# Bricks in the smoker



## allistah (Jun 12, 2013)

Hi there..

I was wondering if any bricks would be ok for use in the smoker to help stabilize heat. I thought about cement the plain gray cement bricks but there are chemicals in there and didn't want that. I was thinking the standard old red clay bricks would be best. Any comments from anyone of this topic of using bricks in the smoker?  

Thanks everyone!


-Alli

Sent from my iPhone


----------



## backwoods bbq (Jun 12, 2013)

you can use regular clay bricks or fire bricks (which have a higher heat tolerance) often used in wood fired pizza ovens. Not sure why you would want to use bricks though does your smoker get too hot to fast? If I use one of my smaller smokers I will take a metal cookie sheet or pan and use it as a heat sink to deflect heat, soak up heat, or deflect smoke etc.


----------



## allistah (Jun 12, 2013)

Hi there.. 

Thanks for the reply.   I live in a windy area so the wind is always blowing.  It has a tendency for the temp to swing up and down based on the wind.  Hoping to help stabilize that out a bit with the bricks.  I need to try some stuff to shield the flame on the burner from the wind.  When the wind blows I can hear the flame struggling to stay lit at times.  I was thinking of some sort of shirt over the legs that would leave enough open area for the air to come in but would pretty much eliminate the effect of wind blowing directly on the burner box.


----------



## backwoods bbq (Jun 13, 2013)

I can understand the wind I live in amarillo, Texas (it is windier here than Chicago!) ever see a semi-truck trailer get blown on its side by wind? Come here you will see it... We have 80 mph straight line winds at times. So it makes sense to me now you have an electric or gas smoker (I swear I'm the only guy on here with stick burners) yes get you a quality tarp, steaks, or an adjustable canopy. Or you can always place it behind a wall. My vertical smoker has four wheels so I can roll it around the corner of my house or change directions good luck


----------



## allistah (Jun 13, 2013)

Mine is a Masterbuilt 2 door gasser. I think I need to do the caster mod at some point. I was thinking of just closing off that bottom area under the legs and just leaving enough room for air to go in. You know that perforated metal that the Amazing Smoker thing uses?  Use that and some sheet around the whole bottom to stop all the heavy drafts. I was also going to buy a smoke stack or make one myself and make it a bit tall so the exit is a bit away from the main chamber. Just ideas at this point but we will see..


-Alli

Sent from my iPhone


----------



## allistah (Jun 13, 2013)

Oh, and the wind is so constant here there are thousands of windmills on the hills right close to the house. :-(. Pretty much a constant wind tunnel. 


-Alli

Sent from my iPhone


----------



## yardbird (Jun 13, 2013)

I have the same wind problem on my Smoke Hollow if I try to run anywhere around 250 or less. The flame just gets so low that it's easy to blow out. Skirting the legs is pretty easy but make sure you can easily remove whatever might need to be removed so that you could get at the burner venturi tube to clean out spiders or whatever.

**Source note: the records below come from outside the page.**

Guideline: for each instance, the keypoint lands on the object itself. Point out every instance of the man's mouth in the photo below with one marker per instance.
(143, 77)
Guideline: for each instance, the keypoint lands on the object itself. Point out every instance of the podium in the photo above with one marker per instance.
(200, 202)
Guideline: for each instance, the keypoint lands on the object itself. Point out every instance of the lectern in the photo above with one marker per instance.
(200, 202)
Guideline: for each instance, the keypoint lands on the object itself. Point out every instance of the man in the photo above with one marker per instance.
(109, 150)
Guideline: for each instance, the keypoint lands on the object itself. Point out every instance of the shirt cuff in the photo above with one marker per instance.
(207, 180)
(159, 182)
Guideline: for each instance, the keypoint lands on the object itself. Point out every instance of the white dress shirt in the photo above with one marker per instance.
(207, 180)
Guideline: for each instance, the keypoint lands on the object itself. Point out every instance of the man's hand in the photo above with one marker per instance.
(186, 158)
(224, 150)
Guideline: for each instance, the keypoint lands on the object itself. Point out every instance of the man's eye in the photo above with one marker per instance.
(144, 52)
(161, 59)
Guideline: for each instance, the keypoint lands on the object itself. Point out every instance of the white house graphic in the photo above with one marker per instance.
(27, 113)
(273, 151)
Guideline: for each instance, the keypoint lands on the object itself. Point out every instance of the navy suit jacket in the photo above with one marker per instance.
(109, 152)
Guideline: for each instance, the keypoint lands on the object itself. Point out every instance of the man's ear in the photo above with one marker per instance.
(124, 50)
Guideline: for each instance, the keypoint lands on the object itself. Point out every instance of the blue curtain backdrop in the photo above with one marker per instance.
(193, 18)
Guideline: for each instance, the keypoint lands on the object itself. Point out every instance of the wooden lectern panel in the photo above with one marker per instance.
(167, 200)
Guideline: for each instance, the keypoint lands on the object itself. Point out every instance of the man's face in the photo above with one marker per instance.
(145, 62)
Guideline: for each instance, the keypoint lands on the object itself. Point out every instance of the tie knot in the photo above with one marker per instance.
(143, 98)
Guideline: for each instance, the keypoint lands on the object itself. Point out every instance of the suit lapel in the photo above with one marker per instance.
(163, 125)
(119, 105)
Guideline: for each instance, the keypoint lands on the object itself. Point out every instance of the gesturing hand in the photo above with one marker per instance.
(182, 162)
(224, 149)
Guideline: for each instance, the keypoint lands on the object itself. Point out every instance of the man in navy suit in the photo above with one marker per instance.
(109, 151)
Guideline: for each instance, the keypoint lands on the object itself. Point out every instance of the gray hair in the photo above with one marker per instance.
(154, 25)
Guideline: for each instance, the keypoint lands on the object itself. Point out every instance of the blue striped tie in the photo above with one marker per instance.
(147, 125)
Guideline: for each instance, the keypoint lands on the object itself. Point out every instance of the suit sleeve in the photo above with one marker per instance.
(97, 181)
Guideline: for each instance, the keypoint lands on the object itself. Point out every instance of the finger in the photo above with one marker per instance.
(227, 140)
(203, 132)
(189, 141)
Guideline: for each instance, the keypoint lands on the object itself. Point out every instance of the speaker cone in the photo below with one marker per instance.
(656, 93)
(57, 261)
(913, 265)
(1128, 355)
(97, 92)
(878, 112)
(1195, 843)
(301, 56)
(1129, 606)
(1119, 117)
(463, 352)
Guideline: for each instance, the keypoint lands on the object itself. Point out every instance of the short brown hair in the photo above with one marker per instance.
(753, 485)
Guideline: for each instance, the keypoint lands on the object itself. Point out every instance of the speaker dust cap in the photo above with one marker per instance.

For bricks, you can use anything that's been fired. The concrete patio bricks are not good for this. They'll crumble after repeated heating/cooling. If it's really cold out and you have several bricks in your smoker, it may take more time to preheat it, but in your case I think the reward will be more stable temps once it's up. And by "more time" I'm talking 15 or 20 minutes.... POSSIBLY a tad more if you're in the depths of winter and it's hovering around zero (which I don't think you have to worry about where you are). I have 2 bricks in mine right now. One on either side of the bottom opening where the burner is. Preheated about 15 minutes yesterday and stuck a 13 pound turkey in the smoker (turkey was at 38 degrees) and the smoker was back up to temp in just a few minutes. So I'd have to say the thermal mass of the bricks is helping.

So a FIRED brick is ok, but a brick that is simply molded (like a patio brick or those retaining wall ones) is not good. Fire brick if you can get it cheap (or free) but at the temps we run in the smokers (under 400 degrees....unless you're real adventurous), it's really not necessary.


----------



## redneck69 (Jun 13, 2013)

the bricks will help...try getting a piece of 4'x8' ply wood and cut in half to make 2 4'x4' sheets...get a couple hinges and mount them together and also get a couple handles that can be mounted for easy moving when not in use....use the wood as a wind block which will help your smoker hold a more constant temp


----------